Aucun malgreffé n’est stabilisé, tous poursuivent leur évolution sans que personne ne sache si cette autonomie cellulaire est guidée, commandée par quoi que ce soit. Mix pense qu’il faut généraliser la méditation et ne surtout pas déclarer les malgreffés aux autorités médicales. Des écoutants ont capté les restes auditifs de conversations officieuses où l’extermination des mutants était envisagée. Un frisson parcourt la foule. Nous nous dispersons.

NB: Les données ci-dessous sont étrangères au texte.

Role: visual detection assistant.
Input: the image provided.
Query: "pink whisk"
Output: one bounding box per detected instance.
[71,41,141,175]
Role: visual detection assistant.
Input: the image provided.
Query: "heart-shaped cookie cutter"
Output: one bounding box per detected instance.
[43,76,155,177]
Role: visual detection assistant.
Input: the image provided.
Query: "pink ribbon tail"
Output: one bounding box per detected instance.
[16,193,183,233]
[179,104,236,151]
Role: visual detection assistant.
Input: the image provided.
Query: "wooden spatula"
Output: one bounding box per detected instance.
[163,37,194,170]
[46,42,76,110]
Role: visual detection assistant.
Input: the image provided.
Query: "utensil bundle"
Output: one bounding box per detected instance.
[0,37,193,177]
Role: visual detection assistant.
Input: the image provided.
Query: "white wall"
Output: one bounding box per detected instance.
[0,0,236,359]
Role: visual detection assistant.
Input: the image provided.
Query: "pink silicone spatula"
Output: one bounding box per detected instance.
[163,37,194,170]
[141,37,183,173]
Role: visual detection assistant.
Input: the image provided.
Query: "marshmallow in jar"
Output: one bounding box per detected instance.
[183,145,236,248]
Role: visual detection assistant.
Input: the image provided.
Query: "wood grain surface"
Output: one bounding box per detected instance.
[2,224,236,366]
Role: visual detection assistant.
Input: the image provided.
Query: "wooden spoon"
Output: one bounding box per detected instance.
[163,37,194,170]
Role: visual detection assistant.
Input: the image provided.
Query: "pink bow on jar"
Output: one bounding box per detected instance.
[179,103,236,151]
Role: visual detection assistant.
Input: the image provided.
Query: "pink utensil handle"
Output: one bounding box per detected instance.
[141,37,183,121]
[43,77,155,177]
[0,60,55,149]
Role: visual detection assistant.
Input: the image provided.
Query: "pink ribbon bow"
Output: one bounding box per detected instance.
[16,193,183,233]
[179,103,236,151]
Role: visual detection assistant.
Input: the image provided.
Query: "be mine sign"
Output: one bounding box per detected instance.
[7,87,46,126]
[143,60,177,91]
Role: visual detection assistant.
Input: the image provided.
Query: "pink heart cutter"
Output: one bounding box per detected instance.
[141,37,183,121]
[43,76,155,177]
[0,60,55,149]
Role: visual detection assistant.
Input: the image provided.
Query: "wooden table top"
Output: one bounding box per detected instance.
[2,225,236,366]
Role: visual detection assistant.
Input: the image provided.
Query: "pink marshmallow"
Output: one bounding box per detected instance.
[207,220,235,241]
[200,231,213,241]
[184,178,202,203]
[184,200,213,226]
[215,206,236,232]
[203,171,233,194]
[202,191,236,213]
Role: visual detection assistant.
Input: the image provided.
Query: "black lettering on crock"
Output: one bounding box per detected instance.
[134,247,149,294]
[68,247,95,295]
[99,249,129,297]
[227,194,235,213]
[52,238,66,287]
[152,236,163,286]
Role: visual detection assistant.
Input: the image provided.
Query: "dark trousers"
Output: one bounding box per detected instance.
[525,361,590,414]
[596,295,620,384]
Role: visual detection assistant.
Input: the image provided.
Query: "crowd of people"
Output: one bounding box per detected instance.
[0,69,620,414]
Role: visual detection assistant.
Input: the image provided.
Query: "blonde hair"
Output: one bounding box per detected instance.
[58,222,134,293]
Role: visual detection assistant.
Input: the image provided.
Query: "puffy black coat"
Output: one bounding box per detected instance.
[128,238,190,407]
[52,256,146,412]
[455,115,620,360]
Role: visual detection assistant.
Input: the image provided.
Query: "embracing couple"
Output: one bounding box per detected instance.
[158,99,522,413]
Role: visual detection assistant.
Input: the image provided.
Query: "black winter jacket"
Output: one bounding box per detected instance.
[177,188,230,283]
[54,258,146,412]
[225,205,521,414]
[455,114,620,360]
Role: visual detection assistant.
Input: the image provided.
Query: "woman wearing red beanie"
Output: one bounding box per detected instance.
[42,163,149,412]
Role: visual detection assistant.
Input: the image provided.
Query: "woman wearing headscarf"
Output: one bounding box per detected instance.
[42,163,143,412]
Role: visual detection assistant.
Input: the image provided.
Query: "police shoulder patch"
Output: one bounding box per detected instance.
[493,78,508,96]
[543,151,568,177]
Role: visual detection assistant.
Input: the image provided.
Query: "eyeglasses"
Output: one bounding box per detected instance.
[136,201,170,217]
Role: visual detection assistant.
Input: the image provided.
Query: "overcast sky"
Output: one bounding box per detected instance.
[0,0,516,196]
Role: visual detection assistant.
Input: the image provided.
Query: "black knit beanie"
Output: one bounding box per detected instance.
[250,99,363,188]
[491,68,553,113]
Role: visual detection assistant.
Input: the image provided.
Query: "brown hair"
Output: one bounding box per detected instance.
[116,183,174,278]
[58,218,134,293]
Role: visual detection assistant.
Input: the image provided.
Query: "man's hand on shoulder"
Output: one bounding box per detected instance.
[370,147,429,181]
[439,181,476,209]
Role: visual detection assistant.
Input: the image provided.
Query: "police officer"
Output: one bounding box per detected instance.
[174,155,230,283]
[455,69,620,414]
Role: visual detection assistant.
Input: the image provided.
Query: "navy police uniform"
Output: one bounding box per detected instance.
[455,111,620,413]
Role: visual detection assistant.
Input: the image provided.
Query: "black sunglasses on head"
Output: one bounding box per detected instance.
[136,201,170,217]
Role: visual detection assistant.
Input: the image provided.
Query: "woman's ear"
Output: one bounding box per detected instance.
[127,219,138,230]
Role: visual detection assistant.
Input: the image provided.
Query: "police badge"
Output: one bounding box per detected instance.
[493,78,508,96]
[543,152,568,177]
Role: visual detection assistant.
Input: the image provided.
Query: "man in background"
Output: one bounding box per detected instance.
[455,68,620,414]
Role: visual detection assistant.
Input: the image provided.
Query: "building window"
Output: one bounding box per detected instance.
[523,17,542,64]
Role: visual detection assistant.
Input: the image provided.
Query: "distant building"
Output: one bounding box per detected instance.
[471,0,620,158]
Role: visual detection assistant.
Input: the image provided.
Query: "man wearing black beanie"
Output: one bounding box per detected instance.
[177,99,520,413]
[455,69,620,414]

Un nouvel homme apparaît. Issu des couches externes et laborieuses de la société, il naît dans la douleur, s’extrait par la méditation de l’injustice sociale qui l’a marqué au sceau de greffons altérés. Je ne sais si le tunnel s’éclaire ou se referme, si nos enfants, la société y survivront. Mais je sais qu’au centre de mon cerveau une chose grandit. Cette chose est un peu moi, un peu les autres, elle nous relie, nous, les malgreffés, les difformes, les sublimes qui voyons, entendons, inspirons, sentons, comprenons ce que le monde taisait. Je prends la main de Clissandre et Somy sur un bras. Ethan se sert tout contre moi. Nous ne rentrerons pas. Je laisse mon père, ma vie, notre alcôve et le tunnel sans fin. Je sais que d’autres mutants nous attendent quelque part. J’ai vu leurs signes dans la rosée du jour. Mix a fait deux discours, l’officiel entendu de tous et le crypté pour nous les mutants. Nous migrons. Nous, les malgreffés, les elfés.